The world is generating 2.5 quintillion bytes of data per day, and unstructured data is a problem for 95% of companies. One problem companies face is how to store all of this data, along with clearing enough bandwidth to transfer big data.
SEE: Report: SMB’s unprepared to tackle data privacy (TechRepublic Premium)
This is where data compression enters the conversation. In data compression, data is encoded by using fewer bits than the original data. There are two approaches to data compression: Lossless compression, which eliminates redundancy but does not lose any of the original data; and lossy data compression, which modifies data by removing unnecessary or less important information.
Using data compression in the transmission and storage of big data is important because it reduces the amount of network bandwidth and storage that IT must provision for that data. Just as important, there are some types of big data that you don’t really want to keep—such as the jitter from device-to-device handshakes that are part of Internet of Things (IoT) communications data.
However, to maximize your data compression operations on big data, you have to know when and where to use the different types of data compression tools and formulas that are available. Here are several useful guidelines to keep in mind when you select a data compression methodology.
When to use lossless data compression
If you have a big data application and you can’t afford to lose any data, and you need to unpack every byte of data that you compress, you’ll want a lossless data compression methodology.
SEE: Navigating data privacy (free PDF) (TechRepublic)
An example of when you would want lossless data compression, even if it means that you have to store more data, is when you’re compressing data that originates from a database. At the time that you choose to recommit this data to its database, you’ll need to unpack the full data so it can match up with the data on the database side and be stored.

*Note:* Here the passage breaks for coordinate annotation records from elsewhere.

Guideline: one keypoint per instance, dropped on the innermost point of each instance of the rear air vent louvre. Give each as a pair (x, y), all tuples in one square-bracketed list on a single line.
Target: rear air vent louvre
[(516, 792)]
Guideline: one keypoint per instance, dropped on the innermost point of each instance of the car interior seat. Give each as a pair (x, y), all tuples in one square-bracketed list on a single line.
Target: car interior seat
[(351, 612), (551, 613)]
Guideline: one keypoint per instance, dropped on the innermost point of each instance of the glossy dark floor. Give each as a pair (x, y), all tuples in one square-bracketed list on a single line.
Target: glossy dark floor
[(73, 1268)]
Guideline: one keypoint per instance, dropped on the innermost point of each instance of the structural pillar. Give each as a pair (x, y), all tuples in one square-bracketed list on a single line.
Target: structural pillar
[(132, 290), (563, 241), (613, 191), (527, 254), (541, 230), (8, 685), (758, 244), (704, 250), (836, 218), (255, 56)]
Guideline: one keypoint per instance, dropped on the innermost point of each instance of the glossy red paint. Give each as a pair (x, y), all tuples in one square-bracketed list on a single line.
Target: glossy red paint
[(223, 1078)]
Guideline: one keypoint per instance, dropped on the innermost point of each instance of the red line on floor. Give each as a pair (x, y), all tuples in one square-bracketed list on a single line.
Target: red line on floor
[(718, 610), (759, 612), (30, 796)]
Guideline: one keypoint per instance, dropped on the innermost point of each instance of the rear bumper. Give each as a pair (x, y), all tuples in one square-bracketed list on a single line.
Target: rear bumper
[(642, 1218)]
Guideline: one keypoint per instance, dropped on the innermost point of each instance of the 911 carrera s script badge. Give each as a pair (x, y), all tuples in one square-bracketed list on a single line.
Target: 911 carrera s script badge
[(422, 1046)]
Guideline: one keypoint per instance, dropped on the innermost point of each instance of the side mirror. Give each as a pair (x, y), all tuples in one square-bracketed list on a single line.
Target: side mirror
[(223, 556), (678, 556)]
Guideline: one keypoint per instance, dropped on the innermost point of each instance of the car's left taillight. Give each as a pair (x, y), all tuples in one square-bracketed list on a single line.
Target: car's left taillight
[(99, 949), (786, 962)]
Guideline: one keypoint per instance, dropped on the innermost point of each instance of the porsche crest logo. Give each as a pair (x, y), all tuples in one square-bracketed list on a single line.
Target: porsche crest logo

When to use lossy data compression
There are times when you don’t need or want all of the data, such as jitter from IoT and network appliances. You don’t need that data—only the data that gives you contextual information that you need for the business. A second example is the use of artificial intelligence (AI) in data compression formulas that might be used at the frontend of a data ingestion process. If you are studying a specific problem and you only want data that directly relates to that problem, you might decide to have your data compression formula dis-include any data that isn’t relevant to the problem.
How to conserve processing
CPU processing cycles for big data are expensive, so part of the data compression process should focus on offloading processing from the CPU.
This can be done by using Field-Programmable Gate Arrays (FPGAs), which are microchips that can be configured by you as additional processors for your computer. By using FPGAs, you can offload some of the compression processing from your CPU and accelerate the performance of your hardware.
How to select the right codec
A codec is a hardware-software combination that compresses and decompresses data, so it plays a central role in big data compression and decompression operations. There are many different kinds of codecs, so it is important to select the right type of codec for the right type of data or file.
The type of codec that you select will depend on the data and file type you are trying to compress. There are codecs for both lossless and lossy data. There are also codecs that must process all data files as “wholes,” while other codecs can split the data up so it can be parallel processed and then reassembled at its destination. Some codecs are set up for visual data, while others process audio data only.
Why is data compression important?
Determining the type of data compression you’re going to use for big data is a vital part of big data operations. On the resource end alone, IT can’t afford the cost of runaway processing and burgeoning storage. Data, even if it must be stored in its entirety, should be compressed as much as possible.
That said, there are additional steps you can take to limit storage and processing, as well as best-fit operations for the algorithms and methodologies that you employ in big data compression. Mastering these options is a key data point for IT.